Mascotte-Mondial-2014

L’équipe d’Algérie est sur la bonne voie de la qualification à la phase finale de la coupe du Monde, prévue du 12 juin au 13 juillet 2014 au pays du football et de la Samba.

A la faveur des deux inestimables buts marqués en terre burkinabée, samedi dernier, au terme du match aller des barrages (victoire des Etalons par 3 buts à 2), les Verts sont, désormais, en pole position pour obtenir leur «visa» pour Rio de Janeiro. Néanmoins, la «hogra» de l’arbitrage n’est pas encore digérée par la sélection algérienne et son public. Ces derniers dénoncent avec la plus grande rigueur l’arbitre zambien (Sikazwe) ayant offert gracieusement un penalty en fin de match aux hommes de Paul Put.
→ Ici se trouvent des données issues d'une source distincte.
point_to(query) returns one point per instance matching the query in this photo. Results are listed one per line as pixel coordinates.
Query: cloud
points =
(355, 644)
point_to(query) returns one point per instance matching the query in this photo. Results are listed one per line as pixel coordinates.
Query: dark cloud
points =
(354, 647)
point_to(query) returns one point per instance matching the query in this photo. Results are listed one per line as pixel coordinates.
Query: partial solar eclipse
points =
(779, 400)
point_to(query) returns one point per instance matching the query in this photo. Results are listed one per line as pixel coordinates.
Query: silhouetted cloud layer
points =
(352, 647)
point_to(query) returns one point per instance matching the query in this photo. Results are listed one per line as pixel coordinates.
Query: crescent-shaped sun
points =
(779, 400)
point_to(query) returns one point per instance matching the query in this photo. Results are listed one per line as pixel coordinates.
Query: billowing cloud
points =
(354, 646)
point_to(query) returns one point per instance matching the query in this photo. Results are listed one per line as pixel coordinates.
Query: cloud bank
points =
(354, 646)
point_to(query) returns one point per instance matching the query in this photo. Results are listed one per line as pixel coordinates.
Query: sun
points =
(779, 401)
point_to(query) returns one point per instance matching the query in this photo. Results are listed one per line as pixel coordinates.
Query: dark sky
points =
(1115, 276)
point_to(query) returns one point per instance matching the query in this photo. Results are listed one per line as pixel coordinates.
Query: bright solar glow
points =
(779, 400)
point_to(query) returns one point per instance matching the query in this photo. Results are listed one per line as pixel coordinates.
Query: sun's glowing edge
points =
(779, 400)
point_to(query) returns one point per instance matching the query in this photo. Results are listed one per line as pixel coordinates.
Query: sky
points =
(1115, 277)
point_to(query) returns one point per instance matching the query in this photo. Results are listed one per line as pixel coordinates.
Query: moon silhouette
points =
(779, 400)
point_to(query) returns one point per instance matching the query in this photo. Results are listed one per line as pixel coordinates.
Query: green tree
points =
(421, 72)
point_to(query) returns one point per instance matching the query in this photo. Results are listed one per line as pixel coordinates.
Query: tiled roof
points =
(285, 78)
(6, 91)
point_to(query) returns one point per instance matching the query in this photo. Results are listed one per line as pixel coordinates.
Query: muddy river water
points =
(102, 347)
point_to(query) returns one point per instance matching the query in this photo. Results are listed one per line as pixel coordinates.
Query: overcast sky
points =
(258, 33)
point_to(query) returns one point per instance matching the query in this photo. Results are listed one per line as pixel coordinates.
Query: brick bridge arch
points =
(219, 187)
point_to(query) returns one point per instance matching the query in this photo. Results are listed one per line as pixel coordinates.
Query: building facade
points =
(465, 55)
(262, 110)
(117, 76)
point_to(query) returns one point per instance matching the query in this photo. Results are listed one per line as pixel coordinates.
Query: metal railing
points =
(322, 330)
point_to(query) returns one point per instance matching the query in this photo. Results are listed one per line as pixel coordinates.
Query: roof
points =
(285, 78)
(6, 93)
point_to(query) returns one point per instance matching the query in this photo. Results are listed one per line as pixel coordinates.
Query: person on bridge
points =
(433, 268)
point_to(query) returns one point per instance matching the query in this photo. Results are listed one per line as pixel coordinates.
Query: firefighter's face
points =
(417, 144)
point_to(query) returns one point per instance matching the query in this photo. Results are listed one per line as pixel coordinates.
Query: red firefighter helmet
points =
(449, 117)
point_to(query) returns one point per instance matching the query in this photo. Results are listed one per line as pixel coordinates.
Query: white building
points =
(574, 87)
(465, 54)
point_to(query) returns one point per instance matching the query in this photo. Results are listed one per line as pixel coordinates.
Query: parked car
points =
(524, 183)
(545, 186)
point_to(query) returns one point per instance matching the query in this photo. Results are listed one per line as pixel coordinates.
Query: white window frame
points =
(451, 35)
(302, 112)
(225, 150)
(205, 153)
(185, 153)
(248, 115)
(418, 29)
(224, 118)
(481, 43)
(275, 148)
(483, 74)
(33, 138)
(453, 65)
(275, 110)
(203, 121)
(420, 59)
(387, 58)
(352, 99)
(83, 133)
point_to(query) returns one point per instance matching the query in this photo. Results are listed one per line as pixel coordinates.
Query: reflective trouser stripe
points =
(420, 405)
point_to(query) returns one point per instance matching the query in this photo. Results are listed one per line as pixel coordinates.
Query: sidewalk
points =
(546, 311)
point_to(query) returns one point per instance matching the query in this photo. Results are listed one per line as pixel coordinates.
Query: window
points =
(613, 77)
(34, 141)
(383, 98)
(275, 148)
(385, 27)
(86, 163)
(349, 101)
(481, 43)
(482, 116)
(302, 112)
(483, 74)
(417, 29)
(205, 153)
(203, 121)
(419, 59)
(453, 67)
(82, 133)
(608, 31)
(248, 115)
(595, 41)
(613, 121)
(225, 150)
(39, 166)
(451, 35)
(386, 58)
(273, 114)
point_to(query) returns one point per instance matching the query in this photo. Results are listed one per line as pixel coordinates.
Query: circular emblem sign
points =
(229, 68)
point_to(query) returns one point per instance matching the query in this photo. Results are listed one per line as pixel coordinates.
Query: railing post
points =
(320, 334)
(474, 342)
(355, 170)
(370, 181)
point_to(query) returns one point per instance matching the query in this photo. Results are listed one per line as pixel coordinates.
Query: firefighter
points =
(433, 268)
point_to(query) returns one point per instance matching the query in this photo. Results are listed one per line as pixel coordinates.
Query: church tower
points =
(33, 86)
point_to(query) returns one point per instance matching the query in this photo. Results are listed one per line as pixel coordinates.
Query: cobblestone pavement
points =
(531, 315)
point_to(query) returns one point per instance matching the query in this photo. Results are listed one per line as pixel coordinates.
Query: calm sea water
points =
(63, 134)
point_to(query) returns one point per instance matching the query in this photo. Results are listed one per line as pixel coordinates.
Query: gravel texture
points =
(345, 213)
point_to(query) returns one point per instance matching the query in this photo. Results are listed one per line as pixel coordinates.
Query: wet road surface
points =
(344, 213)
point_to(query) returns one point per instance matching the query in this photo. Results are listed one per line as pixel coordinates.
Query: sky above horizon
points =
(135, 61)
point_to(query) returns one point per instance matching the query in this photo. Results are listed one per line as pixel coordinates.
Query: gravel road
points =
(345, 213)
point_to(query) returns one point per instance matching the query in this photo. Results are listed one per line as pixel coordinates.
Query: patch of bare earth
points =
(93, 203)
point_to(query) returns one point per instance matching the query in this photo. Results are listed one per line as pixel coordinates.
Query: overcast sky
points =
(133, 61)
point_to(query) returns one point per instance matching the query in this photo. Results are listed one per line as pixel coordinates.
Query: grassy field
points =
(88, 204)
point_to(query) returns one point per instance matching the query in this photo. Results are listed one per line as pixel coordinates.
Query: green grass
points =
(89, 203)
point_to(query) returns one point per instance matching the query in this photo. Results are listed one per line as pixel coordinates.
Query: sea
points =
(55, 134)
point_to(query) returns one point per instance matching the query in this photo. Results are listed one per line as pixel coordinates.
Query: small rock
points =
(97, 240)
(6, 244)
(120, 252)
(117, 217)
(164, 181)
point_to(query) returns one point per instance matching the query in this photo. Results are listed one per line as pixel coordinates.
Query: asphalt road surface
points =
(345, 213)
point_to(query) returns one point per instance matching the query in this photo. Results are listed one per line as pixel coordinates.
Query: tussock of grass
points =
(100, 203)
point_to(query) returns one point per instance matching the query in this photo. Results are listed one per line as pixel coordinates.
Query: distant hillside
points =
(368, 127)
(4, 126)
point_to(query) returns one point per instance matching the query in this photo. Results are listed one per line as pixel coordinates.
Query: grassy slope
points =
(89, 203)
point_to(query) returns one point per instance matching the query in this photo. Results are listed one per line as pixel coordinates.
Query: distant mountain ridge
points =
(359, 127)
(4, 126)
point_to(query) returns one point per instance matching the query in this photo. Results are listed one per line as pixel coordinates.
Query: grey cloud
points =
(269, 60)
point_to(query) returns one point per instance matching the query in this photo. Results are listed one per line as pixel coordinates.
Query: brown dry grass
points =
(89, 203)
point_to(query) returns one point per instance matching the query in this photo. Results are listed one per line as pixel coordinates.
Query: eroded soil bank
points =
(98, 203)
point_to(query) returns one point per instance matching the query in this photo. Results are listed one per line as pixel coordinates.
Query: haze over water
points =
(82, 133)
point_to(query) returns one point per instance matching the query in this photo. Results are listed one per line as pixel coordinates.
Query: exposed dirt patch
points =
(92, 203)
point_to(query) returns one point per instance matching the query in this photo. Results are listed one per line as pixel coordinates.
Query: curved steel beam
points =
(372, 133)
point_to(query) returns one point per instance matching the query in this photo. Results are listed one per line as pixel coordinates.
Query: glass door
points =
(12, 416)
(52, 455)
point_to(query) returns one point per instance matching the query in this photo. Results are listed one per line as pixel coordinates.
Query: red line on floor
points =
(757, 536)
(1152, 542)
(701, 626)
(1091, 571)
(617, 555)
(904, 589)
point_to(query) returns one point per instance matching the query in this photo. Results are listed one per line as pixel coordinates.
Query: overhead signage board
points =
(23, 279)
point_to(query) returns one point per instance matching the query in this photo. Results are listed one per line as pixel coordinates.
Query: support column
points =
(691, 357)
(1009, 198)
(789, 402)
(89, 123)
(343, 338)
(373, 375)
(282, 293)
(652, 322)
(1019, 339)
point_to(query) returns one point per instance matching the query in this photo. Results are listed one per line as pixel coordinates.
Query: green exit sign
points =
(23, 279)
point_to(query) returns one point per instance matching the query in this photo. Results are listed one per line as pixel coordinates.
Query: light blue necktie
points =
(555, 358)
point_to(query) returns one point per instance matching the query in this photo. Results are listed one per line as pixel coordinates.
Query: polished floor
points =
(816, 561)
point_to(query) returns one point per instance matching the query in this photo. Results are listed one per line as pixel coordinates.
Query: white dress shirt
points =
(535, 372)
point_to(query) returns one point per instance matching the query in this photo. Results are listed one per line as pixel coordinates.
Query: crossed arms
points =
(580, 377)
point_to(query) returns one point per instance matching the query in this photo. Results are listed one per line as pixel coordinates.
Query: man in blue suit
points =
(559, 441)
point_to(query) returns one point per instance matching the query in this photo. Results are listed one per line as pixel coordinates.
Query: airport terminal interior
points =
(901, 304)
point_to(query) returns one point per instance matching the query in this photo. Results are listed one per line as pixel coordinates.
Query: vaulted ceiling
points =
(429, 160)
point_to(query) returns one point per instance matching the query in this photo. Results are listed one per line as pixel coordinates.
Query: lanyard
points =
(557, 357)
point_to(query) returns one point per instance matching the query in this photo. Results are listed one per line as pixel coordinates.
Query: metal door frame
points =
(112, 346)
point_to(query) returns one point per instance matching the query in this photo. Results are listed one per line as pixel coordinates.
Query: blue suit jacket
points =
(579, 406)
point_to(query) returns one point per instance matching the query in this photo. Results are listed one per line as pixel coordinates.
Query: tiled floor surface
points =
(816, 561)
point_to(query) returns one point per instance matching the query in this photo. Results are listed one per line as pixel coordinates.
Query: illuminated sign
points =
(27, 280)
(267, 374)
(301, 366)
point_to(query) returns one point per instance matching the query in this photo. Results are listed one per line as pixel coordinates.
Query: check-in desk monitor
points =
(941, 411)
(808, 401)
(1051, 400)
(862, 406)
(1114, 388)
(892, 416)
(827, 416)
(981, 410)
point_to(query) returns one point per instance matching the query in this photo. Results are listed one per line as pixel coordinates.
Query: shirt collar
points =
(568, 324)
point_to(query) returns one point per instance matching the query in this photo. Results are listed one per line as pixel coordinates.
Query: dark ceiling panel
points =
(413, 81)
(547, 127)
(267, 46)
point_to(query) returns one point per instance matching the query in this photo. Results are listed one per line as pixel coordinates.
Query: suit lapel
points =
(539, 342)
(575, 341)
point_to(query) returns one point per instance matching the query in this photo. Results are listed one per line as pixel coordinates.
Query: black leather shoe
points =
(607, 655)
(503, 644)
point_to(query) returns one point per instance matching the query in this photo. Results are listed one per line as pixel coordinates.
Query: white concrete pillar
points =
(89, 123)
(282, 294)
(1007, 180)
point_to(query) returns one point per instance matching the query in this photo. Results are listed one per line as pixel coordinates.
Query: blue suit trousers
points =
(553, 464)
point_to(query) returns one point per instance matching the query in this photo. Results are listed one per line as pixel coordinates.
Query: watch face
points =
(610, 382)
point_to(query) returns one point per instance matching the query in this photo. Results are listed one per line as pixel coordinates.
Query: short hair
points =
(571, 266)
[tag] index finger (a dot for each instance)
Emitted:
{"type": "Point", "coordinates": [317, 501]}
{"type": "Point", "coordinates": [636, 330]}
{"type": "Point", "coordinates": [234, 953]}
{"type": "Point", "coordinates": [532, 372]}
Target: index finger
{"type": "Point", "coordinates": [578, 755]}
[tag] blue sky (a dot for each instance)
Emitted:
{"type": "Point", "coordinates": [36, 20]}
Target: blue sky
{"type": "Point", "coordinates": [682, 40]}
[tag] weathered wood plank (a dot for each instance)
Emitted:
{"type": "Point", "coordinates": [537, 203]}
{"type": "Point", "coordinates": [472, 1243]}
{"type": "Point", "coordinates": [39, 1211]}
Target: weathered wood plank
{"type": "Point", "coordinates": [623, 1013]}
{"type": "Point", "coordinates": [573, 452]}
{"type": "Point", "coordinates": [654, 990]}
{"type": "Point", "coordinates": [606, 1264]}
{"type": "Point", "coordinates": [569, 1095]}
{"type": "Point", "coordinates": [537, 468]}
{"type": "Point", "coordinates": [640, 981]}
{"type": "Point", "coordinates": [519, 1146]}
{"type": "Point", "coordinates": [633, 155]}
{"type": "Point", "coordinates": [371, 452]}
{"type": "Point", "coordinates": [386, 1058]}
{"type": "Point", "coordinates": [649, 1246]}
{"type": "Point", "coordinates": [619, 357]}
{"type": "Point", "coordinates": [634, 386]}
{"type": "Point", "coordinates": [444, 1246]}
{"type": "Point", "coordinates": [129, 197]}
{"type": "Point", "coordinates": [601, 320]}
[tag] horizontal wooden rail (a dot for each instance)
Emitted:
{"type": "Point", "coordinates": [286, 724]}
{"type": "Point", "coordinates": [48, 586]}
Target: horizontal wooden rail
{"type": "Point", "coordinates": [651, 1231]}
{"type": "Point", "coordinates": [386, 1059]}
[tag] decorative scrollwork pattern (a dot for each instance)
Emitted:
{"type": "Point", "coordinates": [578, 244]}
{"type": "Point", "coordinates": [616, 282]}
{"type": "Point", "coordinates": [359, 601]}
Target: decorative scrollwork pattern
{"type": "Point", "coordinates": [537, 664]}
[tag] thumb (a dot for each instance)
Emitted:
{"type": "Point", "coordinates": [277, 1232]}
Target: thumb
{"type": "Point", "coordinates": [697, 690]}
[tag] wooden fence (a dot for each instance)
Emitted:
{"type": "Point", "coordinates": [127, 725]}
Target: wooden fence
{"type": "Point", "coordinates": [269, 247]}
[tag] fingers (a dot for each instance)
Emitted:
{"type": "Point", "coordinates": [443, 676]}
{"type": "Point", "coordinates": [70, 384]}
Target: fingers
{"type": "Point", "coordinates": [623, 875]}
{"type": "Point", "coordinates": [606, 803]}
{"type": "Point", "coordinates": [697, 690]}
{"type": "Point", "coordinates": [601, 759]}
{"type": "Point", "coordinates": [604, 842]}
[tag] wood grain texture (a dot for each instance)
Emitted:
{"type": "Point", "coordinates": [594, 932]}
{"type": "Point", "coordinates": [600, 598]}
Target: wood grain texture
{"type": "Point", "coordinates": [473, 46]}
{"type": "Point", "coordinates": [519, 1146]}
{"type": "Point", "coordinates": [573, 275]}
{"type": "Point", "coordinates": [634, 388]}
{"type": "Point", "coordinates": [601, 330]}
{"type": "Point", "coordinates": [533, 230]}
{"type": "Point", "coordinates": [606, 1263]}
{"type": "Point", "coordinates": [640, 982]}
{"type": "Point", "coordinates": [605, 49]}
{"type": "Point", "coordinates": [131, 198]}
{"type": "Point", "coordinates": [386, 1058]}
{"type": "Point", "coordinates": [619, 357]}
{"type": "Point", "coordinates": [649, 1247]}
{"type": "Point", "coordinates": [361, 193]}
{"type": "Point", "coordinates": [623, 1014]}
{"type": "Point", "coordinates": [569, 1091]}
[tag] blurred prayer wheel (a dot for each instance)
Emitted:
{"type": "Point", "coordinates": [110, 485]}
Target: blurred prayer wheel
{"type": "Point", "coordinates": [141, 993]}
Pour l’entraîneur assistant, Noureddine Kourichi, les Algériens doivent se pencher sur l’avenir à même de bien préparer le match retour, prévu le 19 du mois prochain au stade de Blida. «Il faut passer à autre chose. Ce qui est fait est fait. Tout le monde est déçu et frustré d’avoir perdu ce match sur une injustice. L’arbitre a sifflé un penalty imaginaire, c’est très dur à encaisser pour les joueurs, le staff, les supporters, mais le mot d’ordre est de préparer le match retour à Blida», lance l’assistant de Vahid, avant de préciser qu’au moment où le football africain enregistre d’importants progrès, l’arbitrage, lui par contre, ne suit pas cette évolution.

«Tout le monde sait qu’en Afrique, l’arbitrage est une question difficile. Sur ce continent, le football a progressé, mais l’arbitrage n’a pas vraiment suivi cette évolution. Parce que dans le domaine de la formation des arbitres, nous sommes très en retrait. On parle beaucoup de corruption, de petits cadeaux – ce qui est aussi le cas ailleurs dans le monde – mais c’est très difficile à prouver», estime, en effet, Kourichi, non sans souligner, dans un entretien accordé à Jeune Afrique, que la solution n’est pas dans la désignation d’arbitres d’autres continents.

«Et je ne pense pas que faire diriger ces matches décisifs par des arbitres venant d’Europe ou d’Amérique du Sud soit la solution. On doit s’améliorer sur ce point». Les propos de Kourichi sont corroborés, sur RMC, par Djamel Mesbah (Parme AC). «Il faut oublier ce qui s’est passé autour de ce penalty. C’est une grosse erreur, un scandale à ce niveau de la compétition, mais il faut l’oublier. On doit penser à la deuxième manche qui aure lieu chez nous.

Ce sera un match couperet. Mais je ne me fais pas de soucis. Nous avons une un bon groupe. Nous allons aborder ce match avec confiance mais aussi avec prudence. Si nous serons au top, il n’y aura pas de soucis».